NeuroLens AI is a brain MRI analysis project focused on tumor detection, model comparison, explainability, and segmentation research. The repository combines a browser-based dashboard, a Streamlit interface, TensorFlow model training scripts, evaluation utilities, Grad-CAM explainability, and advanced segmentation experiments.

The project is intended for research, learning, and prototype development.

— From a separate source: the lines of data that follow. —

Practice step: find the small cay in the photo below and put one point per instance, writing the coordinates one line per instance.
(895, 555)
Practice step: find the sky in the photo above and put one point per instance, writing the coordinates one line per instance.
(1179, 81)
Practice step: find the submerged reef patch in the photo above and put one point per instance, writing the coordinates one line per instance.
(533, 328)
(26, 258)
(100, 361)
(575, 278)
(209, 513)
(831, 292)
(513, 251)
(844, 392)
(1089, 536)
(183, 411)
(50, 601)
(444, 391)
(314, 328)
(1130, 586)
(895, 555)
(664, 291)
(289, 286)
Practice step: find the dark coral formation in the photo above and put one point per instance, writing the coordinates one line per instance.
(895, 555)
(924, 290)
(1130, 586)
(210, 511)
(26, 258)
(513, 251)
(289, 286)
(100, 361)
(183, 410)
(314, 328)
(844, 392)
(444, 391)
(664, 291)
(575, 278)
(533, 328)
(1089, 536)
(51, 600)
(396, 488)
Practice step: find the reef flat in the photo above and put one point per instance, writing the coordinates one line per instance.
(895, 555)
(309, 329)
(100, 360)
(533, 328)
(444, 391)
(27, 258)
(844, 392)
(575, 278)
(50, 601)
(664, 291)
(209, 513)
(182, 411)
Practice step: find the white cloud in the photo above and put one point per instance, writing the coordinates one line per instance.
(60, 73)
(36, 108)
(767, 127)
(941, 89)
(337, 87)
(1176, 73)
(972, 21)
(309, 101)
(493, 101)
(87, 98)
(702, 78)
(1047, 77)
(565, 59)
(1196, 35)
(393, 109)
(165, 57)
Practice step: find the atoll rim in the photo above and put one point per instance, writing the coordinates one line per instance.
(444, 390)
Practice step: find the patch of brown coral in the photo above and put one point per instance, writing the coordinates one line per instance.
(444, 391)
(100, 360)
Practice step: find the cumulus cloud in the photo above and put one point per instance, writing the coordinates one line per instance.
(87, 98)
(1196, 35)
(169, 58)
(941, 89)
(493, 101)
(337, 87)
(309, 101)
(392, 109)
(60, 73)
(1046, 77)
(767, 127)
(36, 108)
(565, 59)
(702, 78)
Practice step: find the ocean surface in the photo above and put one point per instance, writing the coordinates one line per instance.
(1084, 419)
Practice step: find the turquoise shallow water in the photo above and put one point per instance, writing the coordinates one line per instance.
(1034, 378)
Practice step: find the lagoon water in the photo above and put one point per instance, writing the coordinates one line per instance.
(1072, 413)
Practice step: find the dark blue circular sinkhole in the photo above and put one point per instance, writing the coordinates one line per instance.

It is not a certified clinical diagnostic system and should not be used as the only basis for medical decisions.

2. Objectives

  • Detect whether an uploaded brain MRI indicates tumor presence.
  • Compare multiple classification model families: CNN, transfer learning, and Vision Transformer.
  • Provide interpretable outputs through model metrics and Grad-CAM visualizations.
  • Support segmentation experiments using U-Net style architectures.
  • Provide reproducible training, evaluation, k-fold validation, ablation, and robustness workflows.

3. Repository Structure

.
|-- app.py                    # Streamlit dashboard entry point
|-- dashboard.py              # Local HTTP server for the HTML dashboard
|-- web_dashboard/            # Frontend dashboard files
|-- src/                      # Core ML, training, evaluation, and segmentation code
|-- config.yaml               # Reference configuration for segmentation experiments
|-- requirements.txt          # Python package requirements
|-- README.md                 # Quick-start project overview
|-- LICENSE                   # MIT license
`-- Documentation/            # Additional report assets

4. Main Components

4.1 HTML Dashboard

The HTML dashboard lives in web_dashboard/ and is served by dashboard.py. It provides a polished interface for image upload, model selection, metrics display, and prediction results.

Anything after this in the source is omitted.